Try Handmade Shmura Matzoh this Passover!

Matzah (plural : matzot) is unleavened and unfermented bread. It is the bread that the Israelites baked during their hasty flight from Egypt that left no timne for bread to rise. Three matzot are placed in the Seder tray. Half of the middle matzah, becomes the Afikomen (dessert), and is playfully “stolen” by a child and ransomed back to the adults prior to the second half of the seder for a prize, or as in my family’s tradition, it is hidden by the adults, found by the children then sold back to the adults for some cash. (Note to children: Grandpas generally give the best exchange rates.) Shmura is a special hand-made, round-shaped Matzah, , that in my opinion, tastes way better than the regular matzah you get at the grocery store. Shmura comes from a Hebrew word meaning “to watch or to guard” indicating that the entire process of making the matzah is carefully supervised by a rabbi from the moment the grain is harvested until the finished matzahs are packaged. Shmura matzah is made in small batches, often of whole grain flour, in areas with large Jewish populations, but you can order it from the above link if you want to try it. It’s what I use for my seders every year.

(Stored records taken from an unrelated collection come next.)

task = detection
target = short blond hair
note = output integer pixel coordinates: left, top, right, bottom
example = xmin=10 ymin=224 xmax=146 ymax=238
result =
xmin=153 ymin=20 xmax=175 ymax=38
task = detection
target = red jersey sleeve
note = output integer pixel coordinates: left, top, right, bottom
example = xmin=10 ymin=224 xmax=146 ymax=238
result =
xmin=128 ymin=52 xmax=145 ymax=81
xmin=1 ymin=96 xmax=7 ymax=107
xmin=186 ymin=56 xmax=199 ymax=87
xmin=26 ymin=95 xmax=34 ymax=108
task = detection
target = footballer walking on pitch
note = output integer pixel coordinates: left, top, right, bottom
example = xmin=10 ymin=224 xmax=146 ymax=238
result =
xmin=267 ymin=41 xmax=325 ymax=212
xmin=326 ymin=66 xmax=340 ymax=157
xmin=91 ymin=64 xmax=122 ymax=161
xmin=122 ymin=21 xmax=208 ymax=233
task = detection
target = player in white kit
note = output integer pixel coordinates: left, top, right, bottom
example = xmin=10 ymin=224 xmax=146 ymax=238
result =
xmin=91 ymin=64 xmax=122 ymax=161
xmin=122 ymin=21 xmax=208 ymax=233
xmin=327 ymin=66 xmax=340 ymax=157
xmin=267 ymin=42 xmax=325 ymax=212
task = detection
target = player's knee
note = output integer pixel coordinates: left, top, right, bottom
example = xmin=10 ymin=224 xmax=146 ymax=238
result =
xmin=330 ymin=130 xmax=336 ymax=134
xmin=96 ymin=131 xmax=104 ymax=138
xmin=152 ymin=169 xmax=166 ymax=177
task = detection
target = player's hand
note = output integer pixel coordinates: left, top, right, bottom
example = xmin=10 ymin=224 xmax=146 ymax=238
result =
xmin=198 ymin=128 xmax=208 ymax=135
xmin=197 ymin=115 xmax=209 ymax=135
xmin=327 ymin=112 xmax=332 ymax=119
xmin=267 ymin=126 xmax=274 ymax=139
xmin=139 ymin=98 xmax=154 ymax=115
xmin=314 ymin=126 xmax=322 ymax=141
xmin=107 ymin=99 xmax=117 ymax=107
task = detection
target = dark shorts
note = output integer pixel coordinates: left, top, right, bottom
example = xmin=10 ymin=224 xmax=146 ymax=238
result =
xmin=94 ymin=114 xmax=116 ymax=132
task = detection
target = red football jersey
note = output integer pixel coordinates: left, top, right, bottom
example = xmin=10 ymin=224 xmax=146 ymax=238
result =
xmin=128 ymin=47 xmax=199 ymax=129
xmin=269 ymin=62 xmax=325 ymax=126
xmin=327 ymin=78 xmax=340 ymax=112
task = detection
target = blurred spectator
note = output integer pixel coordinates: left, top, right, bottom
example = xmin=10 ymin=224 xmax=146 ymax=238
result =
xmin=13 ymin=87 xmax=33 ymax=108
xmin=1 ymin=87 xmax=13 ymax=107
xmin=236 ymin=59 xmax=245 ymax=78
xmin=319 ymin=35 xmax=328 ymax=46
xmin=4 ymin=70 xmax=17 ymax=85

Along with various prayers for each of the items on the seder plate, Highlights of the seder service include:

The Four Questions  
(asked by the youngest at the table)
all answered in decription of the seder above

 
Four Question Passover Puppet Set 

Each two sided puppet shows why Passover is different from all other nights of the year.

On all other nights we eat all kinds of breads. Why do we eat only matzoh on Pesach?

On all other nights we eat many kinds of vegetables and herbs. Why do we eat bitter herbs, maror, at our Seder?

On all other nights we don’t usually dip our foods. Why do we dip our foods twice tonight?

On all other nights we eat sitting up straight? Why do we lean on a pillow tonight and eat reclining?

The Reciting of the Ten Plagues

1 Blood
2 Frogs
3 Lice (vermin)
4 Wild Beasts(flies)
5 Blight (Cattle Disease)
6 Boils
7 Hail
8 Locusts
9 Darkness
10 Slaying of the First Born
10 Passover Plagues Puppet Set

An excellent & fun learning tool 
for children at the seder

“Dayenu” It Would Have Been Enough

Perhaps the most famous of Passover songs, this song is about commemorating the miracles of Passover. Each of the plagues is consdiered a miracle, because the Jews were spared from each, and the fact that even after Pharaoh freed the Jews, yet another miracle occured after Pharoah decided he didn’t want to let Moses’ people go after all, when God parted the Red Sea to allow the Jews to escape from the Pharaoh’s army who were chasing them down across the desert, then once the Jews were safely across, closed the sea on Pharaoh’s army, sending them to a watery grave.